Nella sua grandezza il genio disdegna le strade battute e cerca regioni ancora inesplorate.

Abraham Lincoln

Quando sei un genio, lo rimani per sempre a dispetto di ogni ostacolo ti si prospetti di fronte. Leif Edling alla soglia dei cinquantaquattro anni riesce ancora a sorprendere, con qualità e creatività, attraverso una nuova realtà che prende, esplora ed espande tutto il mondo dei suoi Candlemass. The Doomsday Kingdom, oltre ad essere il nome della band e il titolo del disco omonimo, è sopratutto la testimonianza che oggi ancora si riesce a creare musica di qualità e classe senza grandi esperimenti e pantomime. Una velata di heavy che ricorda molto sia Mercyful Fate che Judas Priest si incanala dentro le strutture dei Candlemass dell’epoca più giovanile, una via completamente nuova di ridisegnare il canovaccio che in molti conoscevamo a memoria, grazie anche ad una line-up di altissimo livello. Wolf, Avatarium, Royal Hunt, e i già citati Padrini del Doom si uniscono per dare forma ad un disco che nel 2017 ci lascia sognare e navigare in un mare di ricordi. Un ritorno al futuro in salsa heavy-doom che dalle premesse non portava a così alte speranze, anzi un dubbio martellava fisso nella testa dei fan più accaniti, ma la realtà oggi è finalmente di fronte a noi. “ The Doomsday Kingdom” è un album con tutte le carte in regola per essere all’interno di molteplici top-ten a conclusione del 2017, provare per credere.

Viene difficile e praticamente assurdo riuscire a trovare dei difetti all’interno di questo disco che vive di otto episodi, compreso lo strumentale in acustico, che hanno il dono di avere un personalità e una unicità al loro interno che li rende distinguibili sin dal primo ascolto.
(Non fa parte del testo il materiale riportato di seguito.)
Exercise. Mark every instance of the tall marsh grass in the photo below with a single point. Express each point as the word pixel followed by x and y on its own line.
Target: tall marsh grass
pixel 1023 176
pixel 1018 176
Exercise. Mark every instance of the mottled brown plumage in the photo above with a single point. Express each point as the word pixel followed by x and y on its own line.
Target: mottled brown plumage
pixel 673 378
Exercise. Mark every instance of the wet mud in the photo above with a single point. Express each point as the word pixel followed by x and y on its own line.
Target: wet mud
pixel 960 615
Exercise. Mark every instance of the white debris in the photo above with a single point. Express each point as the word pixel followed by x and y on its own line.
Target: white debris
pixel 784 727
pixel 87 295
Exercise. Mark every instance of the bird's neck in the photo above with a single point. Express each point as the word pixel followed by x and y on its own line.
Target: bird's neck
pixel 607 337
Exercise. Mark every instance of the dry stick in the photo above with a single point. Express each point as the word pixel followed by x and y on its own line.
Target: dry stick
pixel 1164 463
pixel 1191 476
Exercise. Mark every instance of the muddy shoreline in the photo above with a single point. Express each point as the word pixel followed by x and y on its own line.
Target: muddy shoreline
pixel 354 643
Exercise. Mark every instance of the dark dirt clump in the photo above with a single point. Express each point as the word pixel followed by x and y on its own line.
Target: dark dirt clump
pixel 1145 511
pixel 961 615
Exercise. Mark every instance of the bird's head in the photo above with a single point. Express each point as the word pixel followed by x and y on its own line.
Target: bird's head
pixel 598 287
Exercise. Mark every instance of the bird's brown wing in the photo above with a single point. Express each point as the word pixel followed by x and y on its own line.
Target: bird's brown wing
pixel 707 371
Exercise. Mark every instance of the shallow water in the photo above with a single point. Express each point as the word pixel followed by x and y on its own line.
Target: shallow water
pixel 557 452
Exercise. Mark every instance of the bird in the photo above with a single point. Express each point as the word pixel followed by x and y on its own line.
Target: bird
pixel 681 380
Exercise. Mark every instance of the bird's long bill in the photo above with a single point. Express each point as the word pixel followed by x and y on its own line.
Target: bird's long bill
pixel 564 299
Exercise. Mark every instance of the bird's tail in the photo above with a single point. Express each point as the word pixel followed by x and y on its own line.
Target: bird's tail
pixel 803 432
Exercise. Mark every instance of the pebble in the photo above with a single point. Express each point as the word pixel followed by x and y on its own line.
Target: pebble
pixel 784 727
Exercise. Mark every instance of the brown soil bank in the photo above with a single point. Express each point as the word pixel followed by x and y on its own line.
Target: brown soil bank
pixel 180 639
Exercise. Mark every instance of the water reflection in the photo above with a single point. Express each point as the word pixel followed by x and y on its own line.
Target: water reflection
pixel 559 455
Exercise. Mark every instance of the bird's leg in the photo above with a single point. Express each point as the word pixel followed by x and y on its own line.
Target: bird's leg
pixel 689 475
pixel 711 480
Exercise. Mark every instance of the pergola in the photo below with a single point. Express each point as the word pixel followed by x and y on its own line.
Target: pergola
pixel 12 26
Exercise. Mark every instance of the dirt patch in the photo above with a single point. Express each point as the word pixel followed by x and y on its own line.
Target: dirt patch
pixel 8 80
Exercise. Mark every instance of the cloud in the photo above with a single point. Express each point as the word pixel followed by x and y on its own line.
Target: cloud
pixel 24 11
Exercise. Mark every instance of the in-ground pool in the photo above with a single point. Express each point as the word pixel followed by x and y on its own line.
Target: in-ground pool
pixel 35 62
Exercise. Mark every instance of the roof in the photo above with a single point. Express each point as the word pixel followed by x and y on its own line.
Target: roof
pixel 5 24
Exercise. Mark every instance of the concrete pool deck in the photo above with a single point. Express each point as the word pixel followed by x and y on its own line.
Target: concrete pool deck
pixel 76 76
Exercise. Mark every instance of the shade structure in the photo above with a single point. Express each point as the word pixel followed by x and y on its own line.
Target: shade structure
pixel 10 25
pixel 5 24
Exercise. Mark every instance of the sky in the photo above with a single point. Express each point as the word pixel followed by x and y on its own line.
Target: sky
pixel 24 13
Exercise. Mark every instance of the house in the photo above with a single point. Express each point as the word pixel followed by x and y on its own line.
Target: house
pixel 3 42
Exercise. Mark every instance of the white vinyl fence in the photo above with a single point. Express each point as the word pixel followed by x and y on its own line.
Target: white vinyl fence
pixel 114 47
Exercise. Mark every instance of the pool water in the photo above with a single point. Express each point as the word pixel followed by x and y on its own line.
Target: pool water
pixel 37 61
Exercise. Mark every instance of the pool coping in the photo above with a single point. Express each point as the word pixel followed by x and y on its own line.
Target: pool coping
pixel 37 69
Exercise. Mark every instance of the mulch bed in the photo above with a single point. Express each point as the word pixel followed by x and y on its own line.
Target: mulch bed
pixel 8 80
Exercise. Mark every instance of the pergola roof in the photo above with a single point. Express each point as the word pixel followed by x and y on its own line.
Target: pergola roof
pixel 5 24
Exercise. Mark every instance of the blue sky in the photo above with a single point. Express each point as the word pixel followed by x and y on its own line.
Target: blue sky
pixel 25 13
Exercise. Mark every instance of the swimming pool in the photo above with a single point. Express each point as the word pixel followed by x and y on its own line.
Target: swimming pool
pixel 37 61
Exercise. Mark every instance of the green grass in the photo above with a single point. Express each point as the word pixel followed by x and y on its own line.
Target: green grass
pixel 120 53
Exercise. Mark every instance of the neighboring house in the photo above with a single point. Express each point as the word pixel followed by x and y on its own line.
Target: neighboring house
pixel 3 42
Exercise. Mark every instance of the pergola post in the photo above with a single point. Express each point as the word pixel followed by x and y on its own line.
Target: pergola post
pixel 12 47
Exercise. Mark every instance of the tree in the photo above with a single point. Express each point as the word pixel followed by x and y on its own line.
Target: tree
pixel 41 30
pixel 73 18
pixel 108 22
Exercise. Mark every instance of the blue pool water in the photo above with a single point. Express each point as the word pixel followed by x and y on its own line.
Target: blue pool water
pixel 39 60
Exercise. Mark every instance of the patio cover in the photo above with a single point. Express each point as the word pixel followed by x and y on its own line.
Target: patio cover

Due gli episodi dal precedente EP che aveva mostrato alcune carte ma tutte, oggi il tavolo da gioco è colmo di ogni figura e seme, non rimane altro che scoprirle tutte.

Otto i brani presenti dicevamo, ognuno con una sua originalità e caratteristica peculiare, essere estremamente curati all’interno di un involucro di cristallina semplicità. Dettagli, stacchi che si districano lungo i momenti della corsa, sulla quale la scelta delle linee melodiche è paurosa, azzecatissima. Verve e carattere da vendere. L’inizio è affidato a “Silent Kingdom” che prende molto dai Candlemass del periodo “Nightfall”, aggiungendo una tonalità molto NWOBHM per confondere le carte in tavola. I suoni certamente non sono gravi e pesanti come nel classico doom, ma il bilanciamento tra produzione e ritmiche suonate porta al suo interno una alchimia particolare, al limite del paradosso. Andando avanti “Silent Kingdom”, “The Sceptre” e “The Silence” rendo omaggio ai primi Black Sabbath, iniettandoci il tocco del prog minimale a-là Fates Warning. Pare assurdo ma se “Parallels” fosse stato scritto in chiave più occulta e introspettiva qualcosa di di simile sarebbe potuto nascere. Certamente potrebbe sembrare un parere a tratti estremo, ma l’idea che ci si fa lungo l’ascolto, giorno dopo giorno, è quello di aver cercato da parte di Leif una chiave di lettura, completamente nuova e rivisitata, del suo stile musicale. La voglia di svecchiare e rivitalizzare il proprio modello compositivo. Negli altri brani quali “Never Machine”, “Hand of Hell” e “The God Particle” le variazioni su tematiche leggermente più cupe e lente, ci fanno fare untuffo di molte decadi, grazie a richiami di grandi hit nate e scritte del fiore degli anni 80. Un contrasto agrodolce, per lasciare scorrere le catene che in passato avevano legato alcuni episodi della band principe. In ultimo ci sono gli assoli semplici ma incisivi da parte di Marcus Jidell, che già sugli Avatarium aveva fatto una ottima prestazione. Leif ha scelto una line-up coi fiocchi e questo bisogna dargliene atto, un gruppo che insieme non poteva che non rilasciare la massima energia attraverso la massima combustione delle parti.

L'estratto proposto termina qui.